Kompas.com - 01/03/2012, 16:51 WIB

Masyarakat mungkin sudah bosan dengan kosakata "rekonsiliasi" yang sering dikemukakan di sejumlah media. Rekonsiliasi bisa menjadi salah satu jalan untuk memperbaiki kompetisi yang merupakan jantung dari pembentukan sebuah tim nasional. Para pemain yang mengisi komposisi timnas tentunya pemain terpilih berasal dari klub-klub yang tampil di kompetisi nasional.

Namun, faktanya kompetisi kasta tertinggi di Indonesia yang kembali pecah menjadi dua kelompok, yakni Indonesia Super League (ISL) yang ditangani PT Liga Indonesia dan Indonesian Premier League (IPL) yang dikelola PT LPIS membuat hancur prestasi sepak bola nasional. Pembelaan maupun alasan terus dikumandangkan oleh dua pengurus organisasi tersebut jika timnas meraih kegagalan. Sebaliknya, jika berurusan dengan kompetisi, sudah pasti jawabannya adalah KLB harga mati.

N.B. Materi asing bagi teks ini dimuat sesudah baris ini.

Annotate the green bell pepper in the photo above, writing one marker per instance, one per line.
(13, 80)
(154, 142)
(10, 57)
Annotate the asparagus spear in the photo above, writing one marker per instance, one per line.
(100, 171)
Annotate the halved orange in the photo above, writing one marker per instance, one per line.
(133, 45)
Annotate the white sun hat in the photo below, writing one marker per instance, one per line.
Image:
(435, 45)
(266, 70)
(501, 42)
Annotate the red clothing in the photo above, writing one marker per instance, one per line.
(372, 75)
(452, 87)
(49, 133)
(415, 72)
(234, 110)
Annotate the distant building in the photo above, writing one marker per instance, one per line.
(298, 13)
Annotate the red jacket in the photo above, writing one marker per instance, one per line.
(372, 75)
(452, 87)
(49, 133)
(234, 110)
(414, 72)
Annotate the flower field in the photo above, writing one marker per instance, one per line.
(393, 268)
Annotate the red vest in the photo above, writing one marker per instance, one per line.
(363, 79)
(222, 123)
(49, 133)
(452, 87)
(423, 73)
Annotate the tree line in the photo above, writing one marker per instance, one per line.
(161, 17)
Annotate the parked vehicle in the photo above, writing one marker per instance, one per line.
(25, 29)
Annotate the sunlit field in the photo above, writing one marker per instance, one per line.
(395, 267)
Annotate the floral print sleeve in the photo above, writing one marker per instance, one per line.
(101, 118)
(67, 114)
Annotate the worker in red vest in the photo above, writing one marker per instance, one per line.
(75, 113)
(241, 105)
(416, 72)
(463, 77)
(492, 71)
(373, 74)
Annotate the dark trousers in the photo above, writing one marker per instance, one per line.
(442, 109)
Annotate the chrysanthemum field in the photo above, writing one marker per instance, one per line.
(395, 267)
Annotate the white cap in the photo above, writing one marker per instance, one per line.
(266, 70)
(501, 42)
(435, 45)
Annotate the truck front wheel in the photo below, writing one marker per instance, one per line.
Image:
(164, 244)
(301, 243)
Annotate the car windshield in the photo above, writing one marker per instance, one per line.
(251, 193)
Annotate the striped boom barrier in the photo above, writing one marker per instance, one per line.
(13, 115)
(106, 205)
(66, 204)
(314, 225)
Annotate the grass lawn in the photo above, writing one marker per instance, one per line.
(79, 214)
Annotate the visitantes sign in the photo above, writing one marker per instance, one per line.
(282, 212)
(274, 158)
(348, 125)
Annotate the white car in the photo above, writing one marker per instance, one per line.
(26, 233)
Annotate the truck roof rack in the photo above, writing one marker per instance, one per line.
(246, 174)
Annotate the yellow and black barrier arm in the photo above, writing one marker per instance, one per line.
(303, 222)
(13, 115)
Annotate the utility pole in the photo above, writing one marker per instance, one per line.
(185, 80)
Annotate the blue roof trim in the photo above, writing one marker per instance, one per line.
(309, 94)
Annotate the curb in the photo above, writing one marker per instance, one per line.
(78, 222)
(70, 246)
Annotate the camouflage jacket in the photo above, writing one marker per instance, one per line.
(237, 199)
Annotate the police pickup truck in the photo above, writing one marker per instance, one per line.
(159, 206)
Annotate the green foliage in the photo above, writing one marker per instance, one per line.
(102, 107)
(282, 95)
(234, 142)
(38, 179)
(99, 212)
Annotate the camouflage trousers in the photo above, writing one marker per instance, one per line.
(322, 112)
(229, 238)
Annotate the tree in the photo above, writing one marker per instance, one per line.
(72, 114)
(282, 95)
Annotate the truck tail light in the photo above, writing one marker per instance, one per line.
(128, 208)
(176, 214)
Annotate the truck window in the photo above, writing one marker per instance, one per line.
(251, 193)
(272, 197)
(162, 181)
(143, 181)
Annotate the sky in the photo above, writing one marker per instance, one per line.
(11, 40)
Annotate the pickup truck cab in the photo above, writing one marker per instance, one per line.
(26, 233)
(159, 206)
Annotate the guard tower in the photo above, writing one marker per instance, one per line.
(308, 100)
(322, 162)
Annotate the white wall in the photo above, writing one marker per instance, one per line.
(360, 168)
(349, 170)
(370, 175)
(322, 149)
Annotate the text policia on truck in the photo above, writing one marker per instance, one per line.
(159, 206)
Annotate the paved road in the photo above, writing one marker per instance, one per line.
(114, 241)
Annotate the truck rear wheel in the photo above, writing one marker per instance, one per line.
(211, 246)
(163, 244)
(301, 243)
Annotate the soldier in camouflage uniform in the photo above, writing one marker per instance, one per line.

"Saya bukan cari-cari alasan. Ini kita kalah karena wasit. Ada pertarungan antara Bahrain dan Qatar yang lagi main di Iran. Waktu kita duduk sama-sama (di tribun stadion), saya dengar cucu raja bilang 'Kita (Bahrain) akan menang 8-0'. Saya jadi bingung, maksudnya apa?" kata koordinator timnas, Bob Hippy menanggapi kekalahan dari Bahrain.

Harusnya, PSSI bisa meniru Jepang dengan kompetisi J-League-nya. Bahkan, jika ditarik ke belakang, negeri Sakura itu belajar dari kompetisi Galatama milik Indonesia pada era 1970-an. Sejumlah inovasi yang dibentuk akhirnya mampu membangun pondasi yang kuat dalam kompetisi J-League.

Dengan format itu, sejumlah peserta kompetisi pun bertranformasi menjadi klub yang disegani di kawasan Asia dan prestasi tim nasionalnya bisa dibuktikan dengan keikutsertaan di putaran final Piala Dunia. Bahkan, mereka sukses mencetak bintang seperti Hidetoshi Nakata, Shunsuke Nakamura, dan Shinji Kagawa atau sejumlah pemain yang bermain di liga-liga Eropa.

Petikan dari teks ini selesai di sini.